Saya tidak begitu tertarik dengan analisisnya yang sering merendahkan BPKP di buku tersebut. Saya anggap apa yang dikatakannya haruslah dianggap sebagai pandangan seorang warga masyarakat yang memandang berbeda tentang perspektif pengawasan dan pemeriksaan yang--bagaimanapun rendahnya--tetap harus dihargai. Apalagi, beliau hanyalah seorang yang berlatar belakang ilmu farmasi. Jadi, kalau ada salah-salah sedikit dalam pandangannya, itu hal yang biasa. Sebagaimana pengetahuannya yang menyatakan bahwa Sekolah Tinggi Akuntansi Negara (STAN) hanya meluluskan program D3 (hal 189).

Walaupun Burhanuddin begitu nyinyir-nya terhadap BPKP, tetapi ada satu hal yang menarik dari buku tersebut.
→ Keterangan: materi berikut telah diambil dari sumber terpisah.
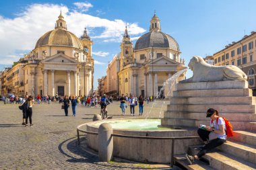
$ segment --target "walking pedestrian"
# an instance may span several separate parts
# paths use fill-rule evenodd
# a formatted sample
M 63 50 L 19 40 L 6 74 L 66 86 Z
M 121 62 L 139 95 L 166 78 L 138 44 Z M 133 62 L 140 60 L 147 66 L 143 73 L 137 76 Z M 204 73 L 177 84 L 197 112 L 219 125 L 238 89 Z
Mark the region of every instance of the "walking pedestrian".
M 125 104 L 125 95 L 122 94 L 122 97 L 120 97 L 120 108 L 122 110 L 122 114 L 123 116 L 125 114 L 125 109 L 127 107 Z
M 142 115 L 142 114 L 143 114 L 143 105 L 144 105 L 144 99 L 143 98 L 142 95 L 141 95 L 139 97 L 139 116 Z
M 72 99 L 71 99 L 71 103 L 72 103 L 72 112 L 73 112 L 73 116 L 74 117 L 75 117 L 75 109 L 76 109 L 76 106 L 77 105 L 77 99 L 75 97 L 75 96 L 72 96 Z
M 63 105 L 64 105 L 64 111 L 65 111 L 65 116 L 67 116 L 69 114 L 69 99 L 67 97 L 67 95 L 65 96 L 65 98 L 63 99 Z
M 133 97 L 133 95 L 131 95 L 131 98 L 129 99 L 129 105 L 130 106 L 131 116 L 134 116 L 135 98 Z
M 30 126 L 32 126 L 33 124 L 32 123 L 32 106 L 34 103 L 32 103 L 33 100 L 33 97 L 30 95 L 27 99 L 27 105 L 28 105 L 28 109 L 26 109 L 26 126 L 28 126 L 28 118 L 29 118 L 30 119 Z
Pada akhirnya, Burhanuddin mengakui bahwa tidak mudah untuk “melumpuhkan” BPKP. Di akhir jabatannya, beliau mengakui, alih-alih disarankan untuk memerger pegawai BPKP ke BPK atau menyebarkan pegawai BPKP ke seluruh instansi, Pemerintah ternyata justru memperkuat kewenangan BPKP. “Kehadiran BPKP malah semakin dikukuhkan dengan lahirnya Peraturan Pemerintah Republik Indonesia No. 60 Tahun 2009 tentang Sistem Pengendalian Intern Pemerintah, berdasarkan UU No. 1 Tahun 2004 tentang Perbendaharaan Negara. Kehadiran Peraturan Pemerintah ini semestinya memerlukan pertimbangan BPK, tapi dalam kenyataannya pertimbangan itu tidak pernah ada, dan Peraturan Pemerintah tersebut tetap saja ditandatangani oleh Presiden,” tulisnya pada halaman 111.

Yang menyedihkan bagi saya, sebagai generasi muda di negeri ini, ternyata orang setingkat Burhanuddin--yang mestinya sudah memasuki area stratejik sebagai seorang negarawan—ternyata masih berkutat di aspek-aspek operasional. Terhadap hubungan BPK-BPKP, saya melihat Burhanuddin sudah terperangkap ke masalah pribadi. Padahal, jika saja ia cukup cerdas, maka mestinya dapat dilakukan aliansi stratejik (strategic alliance) dengan BPKP. Aliansi ini dapat menghasilkan sebuah sinerji besar untuk mengatasi masalah-masalah bangsa, yang tidak lagi mempersoalkan teknis pendekatan yang digunakan, apakah dengan pemeriksaan ataupun pengawasan.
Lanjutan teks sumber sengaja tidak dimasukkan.